Segundo a PF, a organização criminosa é
composta por vereadores, secretários municipais, funcionários públicos
municipais e empresários que atuam de forma estruturada, com clara divisão de
tarefas e uma intensa movimentação financeira.
A atuação do grupo baseava-se em servidores
públicos cobrando valores (dízimo) dos empresários para que fossem realizados
contratos públicos com a Prefeitura de Iranduba baseados em licitações
fraudadas.
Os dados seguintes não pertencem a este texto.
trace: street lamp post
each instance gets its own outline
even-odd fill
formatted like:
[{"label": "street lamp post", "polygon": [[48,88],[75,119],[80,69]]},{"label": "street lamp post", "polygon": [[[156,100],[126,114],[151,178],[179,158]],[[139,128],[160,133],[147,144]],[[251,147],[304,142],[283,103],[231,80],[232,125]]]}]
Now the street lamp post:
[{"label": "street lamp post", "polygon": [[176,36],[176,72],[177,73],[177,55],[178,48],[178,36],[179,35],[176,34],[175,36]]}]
Os valores recebidos mensalmente eram distribuídos entre os
servidores e outros integrantes do grupo, inclusive vereadores, em troca de
apoio político.
A Justiça Federal autorizou o bloqueio dos
bens e valores dos criminosos no montante aproximado de R$ 52 milhões visando o
futuro ressarcimento do Estado. Os envolvidos responderão pelos crimes de
corrupção, peculato, fraudes em licitações e organização criminosa.
Operação Cauxi
Na semana passada, o Ministério Público Estadual, a Polícia
Civil e a Corregedoria-Geral da União deflagraram a Operação Cauxi em Iranduba
para combater um esquema de corrupção em licitações que teria gerado prejuízo
de R$ 56 milhões ao município. Foram presos o prefeito da cidade, Xinaik
Medeiros, e secretários.
Na
ocasião, 20 mandados judiciais foram cumpridos. Os integrantes do esquema foram
acusados crimes como peculato, corrupção passiva, concussão, falsidade
ideológica, fraude em licitação, lavagem de dinheiro e crime de
responsabilidade fiscal. Os órgãos descobriram o uso de “laranjas” no esquema.